Forgive the aside, but what is the meaning of the word 'disease' in medical parlance? I suppose in the back of my mind I was aware of 'heart disease' but I would normally think of 'disease' as synonymous with 'infection'.

Disease is defined somewhat tautologically, since we usually define health (or the WHO does) as:

a state of complete physical, mental, and social well-being and not merely the absence of disease or infirmity

Google tells me that they haven't bothered to define disease. Well, a disease is anything that impacts you negatively and isn't something like a car crash or a bullet to the head.

Wikipedia goes for:

A disease is a particular abnormal condition that adversely affects the structure or function of all or part of an organism and is not immediately due to any external injury

This has plenty of room for arguments, even if I find some deeply stupid or misguided. Some deaf and autistic people claim that trying to cure their conditions, or that of their children, is medicalizing a "normal" or equally valid state of being, and tantamount to genocide.

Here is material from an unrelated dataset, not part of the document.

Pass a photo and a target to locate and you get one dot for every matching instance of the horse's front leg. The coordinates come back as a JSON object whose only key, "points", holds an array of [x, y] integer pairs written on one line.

I have no sympathy for such a position, sure, mild autism isn't that bad, but if they're non-verbal and low-functioning, almost everyone wants them cured. At best, I support individual autonomy enough that if a deaf person insisted that they wished to remain deaf, they have the right to refuse treatment. I begrudgingly concede that they should have the right to make that decision for their children, even if I think it's a really dumb one.

Fortunately, the sufferers of most diseases seek cures. There's no movement to redefine psoriasis, fungal feet infections or heart attacks as a manifestation of the human condition that shouldn't be eliminated. Doctors just nod at the dumb stuff, and keep doing what seems sensible. Or at least I do.